I quit the website some years ago, though I never posted or commented very often to begin with. Once I managed to get off it for long enough, going back became shocking. Seeing /b/ with fresh eyes made me never want to go back, and I haven't. There are better places.

I have a similar story with Reddit, though that addiction was more recent and harder to break.

Facebook was easy. I refuse to use Twitter or Tiktok because I know what will happen.

I don't think my HN problem is quite bad enough to want to quit entirely, but I do want to read it less. The same goes for Instagram, Snapchat, and YouTube. Moderation is proving to be much harder than quitting entirely.

I think I'm very lucky because my interactions with social media tend to be very reserved. I almost never post anything anywhere, I just passively consume.

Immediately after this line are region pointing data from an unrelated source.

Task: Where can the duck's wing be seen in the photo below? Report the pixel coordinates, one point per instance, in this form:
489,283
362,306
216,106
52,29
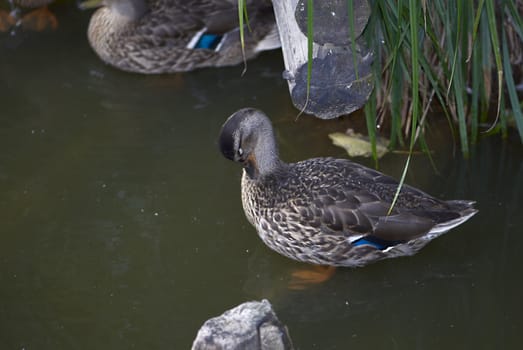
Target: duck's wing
354,201
360,214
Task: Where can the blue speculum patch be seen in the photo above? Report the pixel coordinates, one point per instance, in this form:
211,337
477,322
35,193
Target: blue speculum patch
208,41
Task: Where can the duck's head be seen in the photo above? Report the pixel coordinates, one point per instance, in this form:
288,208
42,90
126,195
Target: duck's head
247,137
132,9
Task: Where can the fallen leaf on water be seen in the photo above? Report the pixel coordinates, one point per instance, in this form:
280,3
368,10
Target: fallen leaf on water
358,145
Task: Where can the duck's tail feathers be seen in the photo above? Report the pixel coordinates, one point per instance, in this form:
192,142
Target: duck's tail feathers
465,214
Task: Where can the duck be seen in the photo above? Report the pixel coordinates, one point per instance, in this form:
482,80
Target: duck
169,36
40,18
328,211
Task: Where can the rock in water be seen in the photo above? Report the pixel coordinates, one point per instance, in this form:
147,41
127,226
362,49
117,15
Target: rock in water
250,326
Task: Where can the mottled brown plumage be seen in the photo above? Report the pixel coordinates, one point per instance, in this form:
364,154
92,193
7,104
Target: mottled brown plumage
161,36
329,211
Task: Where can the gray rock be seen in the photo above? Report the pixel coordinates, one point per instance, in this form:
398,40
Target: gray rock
337,87
251,325
331,20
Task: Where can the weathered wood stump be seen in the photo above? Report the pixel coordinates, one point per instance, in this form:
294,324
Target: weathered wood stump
340,80
249,326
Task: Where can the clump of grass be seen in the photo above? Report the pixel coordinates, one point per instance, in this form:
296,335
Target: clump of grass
460,54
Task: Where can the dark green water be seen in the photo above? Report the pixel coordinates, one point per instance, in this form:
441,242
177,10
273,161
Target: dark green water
121,224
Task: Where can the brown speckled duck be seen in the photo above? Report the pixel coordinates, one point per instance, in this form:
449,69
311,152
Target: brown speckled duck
328,211
166,36
38,19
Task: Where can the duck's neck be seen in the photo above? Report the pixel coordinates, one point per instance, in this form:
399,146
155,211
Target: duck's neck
265,159
132,9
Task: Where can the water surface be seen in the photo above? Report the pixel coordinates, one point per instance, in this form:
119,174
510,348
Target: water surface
122,224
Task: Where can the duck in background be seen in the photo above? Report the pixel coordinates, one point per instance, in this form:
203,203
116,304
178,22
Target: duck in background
328,211
39,19
166,36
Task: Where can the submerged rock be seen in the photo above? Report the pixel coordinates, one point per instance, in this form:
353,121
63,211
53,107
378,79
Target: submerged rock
251,325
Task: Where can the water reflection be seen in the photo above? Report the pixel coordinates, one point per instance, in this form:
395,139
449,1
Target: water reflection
122,225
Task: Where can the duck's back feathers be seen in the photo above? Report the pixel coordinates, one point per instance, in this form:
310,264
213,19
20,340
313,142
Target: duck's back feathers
177,36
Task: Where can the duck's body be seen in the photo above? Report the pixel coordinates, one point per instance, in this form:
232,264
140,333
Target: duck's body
330,211
166,36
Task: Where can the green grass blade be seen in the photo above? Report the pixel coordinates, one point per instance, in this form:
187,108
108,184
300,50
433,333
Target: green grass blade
511,87
491,17
242,9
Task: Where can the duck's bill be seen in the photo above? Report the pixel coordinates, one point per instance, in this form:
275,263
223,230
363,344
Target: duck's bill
90,4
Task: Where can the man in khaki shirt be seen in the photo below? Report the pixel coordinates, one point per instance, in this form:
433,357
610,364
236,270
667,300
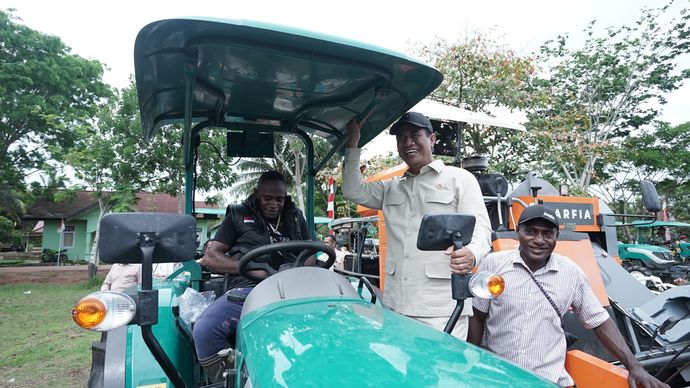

> I don't think my HN problem is quite bad enough to want to quit entirely, but I do want to read it less

For me, social media is a problem when I'm pulling out my phone to use it when I'm on vacation or in the presence of other people.

I have no problem going weeks without checking HN if I'm on vacation, and I don't think I've ever checked HN while at lunch with friends.

By contrast, I check FB more when I'm around other people — it's as if there's a social element to it, and some popularity signaling. If everyone else around the table is checking their notifications, then it makes me look like I've got nothing going on if I'm not checking my notifications also.

Creating a 4chan support group for ex-users would be very challenging.

How many other 4chan addicts do you know in person?

Maybe just internet addiction then? Broaden the tent.